The overarching strategic aim of that war is to eliminate the Islamist threat by pacifying the Islamic world, with particular attention given to the energy-rich Persian Gulf. Pacification implies not only bringing Muslims into compliance with American norms. It also requires the establishment of unassailable American hegemony, affirming the superiority of U.S. power beyond the shadow of doubt and thereby deterring attempts to defy those norms. Hegemony means presence, evidenced by the proliferation of U.S. military bases throughout strategically critical regions of the Islamic world. Seen in relation to our own history, the global “war on terror” signifies the latest phase in an expansionist project that is now three centuries old.
This effort to pacify Islam has foundered in Iraq. The Bush administration’s determination to change the way Iraqis live has landed us in a quagmire. Today the debate over how to salvage something positive from the Iraq debacle consumes the foreign-policy apparatus. Just beyond lie concerns about how events in Iraq are affecting the overall “war on terror.” Expressing confidence that all will come out well, President Bush insists that historians will eventually see the controversies surrounding his Iraq policy as little more than a comma.

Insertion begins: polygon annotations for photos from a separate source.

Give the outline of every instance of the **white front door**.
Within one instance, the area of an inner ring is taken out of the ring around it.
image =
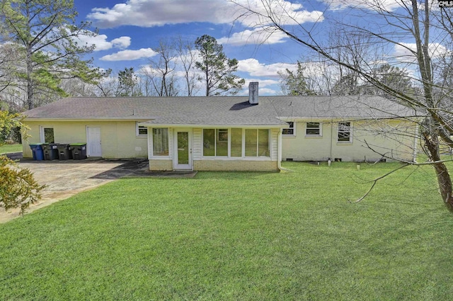
[[[101,127],[86,127],[86,156],[102,157],[101,147]]]
[[[192,170],[192,130],[175,129],[173,145],[173,169]]]

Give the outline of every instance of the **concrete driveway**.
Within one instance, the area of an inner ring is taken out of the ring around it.
[[[26,212],[122,176],[143,173],[148,169],[146,160],[23,161],[19,166],[30,169],[38,183],[47,185],[42,191],[42,198],[38,203],[30,205]],[[8,222],[18,215],[18,209],[5,212],[1,208],[0,223]]]

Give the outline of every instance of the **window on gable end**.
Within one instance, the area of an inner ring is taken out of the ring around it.
[[[351,123],[338,123],[338,142],[351,142]]]

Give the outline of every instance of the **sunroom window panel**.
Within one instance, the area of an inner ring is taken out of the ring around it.
[[[231,129],[231,156],[242,157],[242,129]]]
[[[258,154],[269,157],[269,130],[258,130]]]
[[[257,134],[256,130],[246,130],[246,157],[256,157]]]
[[[203,156],[215,156],[215,130],[203,130]]]
[[[216,130],[216,156],[228,156],[228,129]]]

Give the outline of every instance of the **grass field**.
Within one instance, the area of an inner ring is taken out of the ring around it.
[[[0,300],[450,300],[430,167],[348,201],[396,166],[118,180],[0,225]]]
[[[0,145],[0,154],[22,152],[22,144]]]

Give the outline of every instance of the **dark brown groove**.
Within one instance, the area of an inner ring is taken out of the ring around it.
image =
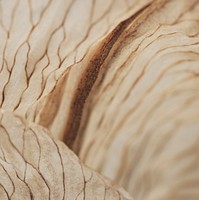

Rather than seeing Iraq as a comma, we ought to view it as a question mark. The question posed, incorporating but also transcending the larger “war on terror,” is this: Are ongoing efforts to “change the way that they live” securing or further distorting the American way of life? To put it another way, will the further expansion of American dominion abroad enhance the freedom we profess to value? Or have we now reached a point where expansion merely postpones and even exacerbates an inevitable reckoning
with the cultural and economic contradictions to which our pursuit of freedom has given rise?